1829
HT: The Reformation Resurgence
India in the 18th century bore a scar so deep it cried out to heaven—Sati, the burning of widows alive. Women, stripped of hope and dragged to the flames, were sacrificed on the altar of cruel tradition. This wasn’t worship. This wasn’t devotion. It was murder wrapped in religion, a lie perpetuated by a society blinded by false gods and demonic strongholds.
But God was not silent. He raised up a man from the cobbled streets of England, a man armed with nothing but faith and the Word of God. William Carey, a Baptist missionary, stepped into this fiery darkness with the gospel as his weapon and the conviction that every human life was sacred. Where others bowed to fear, Carey stood. Where others excused the tradition, Carey exposed the evil.
When William Carey, often hailed as the “father of modern missions,”arrived in Bengal (India) in 1793, he encountered a scene that would forever change his life: women, some as young as teenagers, thrown alive onto their husbands’ funeral pyres, their screams drowned by chanting priests and the apathy of a society enslaved to false gods. This was not culture. This was carnage. Their cries pierced the heavens, but society called it “duty.” Carey knew better. He called it hell on earth.
Carey’s battle was not fought with swords or politics but with the truth of Scripture. The Bible declared that all life was made in the image of God (Genesis 1:27). It proclaimed that death and destruction had been defeated through Christ (Romans 6:10). And it commanded the people of God to stand for the oppressed (Proverbs 31:8–9).
So Carey acted. He Documented the Evil: Carey meticulously recorded every case of Sati, creating an undeniable catalogue of brutality. He refused to let this horror remain hidden in the shadows.
He Advocated Without Fear: Carey took his findings to the British authorities, relentlessly pressing them to abolish this wicked practice. His petitions were not mere pleas; they were a cry for justice from the heart of God.
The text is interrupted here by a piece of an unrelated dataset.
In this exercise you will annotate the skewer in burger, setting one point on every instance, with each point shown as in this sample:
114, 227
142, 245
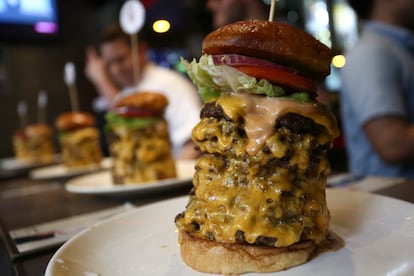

He Translated Freedom: When Sati was outlawed through Regulation XVII in 1829, Carey personally translated the law into Bengali, ensuring that no widow would be consumed by ignorance of her rights and on this day, Sati was abolished in India.
Carey’s fight against Sati was not just a cultural battle; it was a spiritual war. He knew the root of Sati lay in spiritual darkness, and only the gospel could shatter its chains. The Word of God was his foundation, his weapon, and his hope.
Life Is Sacred: Carey proclaimed that every human being, male or female, bore the image of God (Genesis 1:26–27). To burn a widow was not just murder; it was an assault on the Creator Himself.
Christ Defeated Death: Sati glorified death, but Carey preached the risen Christ, who triumphed over the grave and offered eternal life to all who believed (1 Corinthians 15:55).
True Worship Is Life, Not Death: Carey taught that God desires living sacrifices—lives devoted to Him—not burnt offerings of innocent women (Romans 12:1).
Carey’s conviction came from the gospel, a fire that no earthly flame could extinguish.
History, however, has a way of twisting the truth. While Carey laboured tirelessly to end Sati, another figure, Raja Ram Mohan Roy, took the spotlight. A Brahmin reformer, Roy advocated for the abolition of Sati but did so within the framework of Hindu philosophy. His role, though significant among the elite, paled in comparison to Carey’s tireless efforts on the ground.
Yet colonial authorities, eager to present the abolition as a collaboration, elevated Roy while sidelining Carey. Post-independence narratives further buried Carey’s contributions to bolster nationalist pride. But the truth remains: without Carey’s fearless advocacy, Roy’s words would have fallen into the abyss of inaction.
Carey’s victory over Sati was not the end of his mission. He brought the Bible to India in Bengali, Hindi, and Sanskrit, giving millions access to God’s Word. He built schools that welcomed the marginalized and fought caste discrimination. He stood against infanticide and child marriage. Every battle he fought, every victory he won, was fuelled by the gospel of Jesus Christ.
Carey’s life was a declaration of Isaiah 61:1: “The Spirit of the Lord God is upon me, because the Lord has anointed me to bring good news to the poor; he has sent me to bind up the brokenhearted, to proclaim liberty to the captives, and the opening of the prison to those who are bound.”
This is not just Carey’s story; it is our calling. The same Word of God that burned in Carey’s heart burns in ours today. Will we stand against the injustices of our time? Will we confront the lies of our culture with the truth of the gospel?
This is the legacy of William Carey—the man who defied hellfire with heaven’s truth. Let us walk in his footsteps, armed with the same gospel, and burn with the same holy passion to see darkness overthrown by the light of Christ.
He, who has ears to hear, let him hear.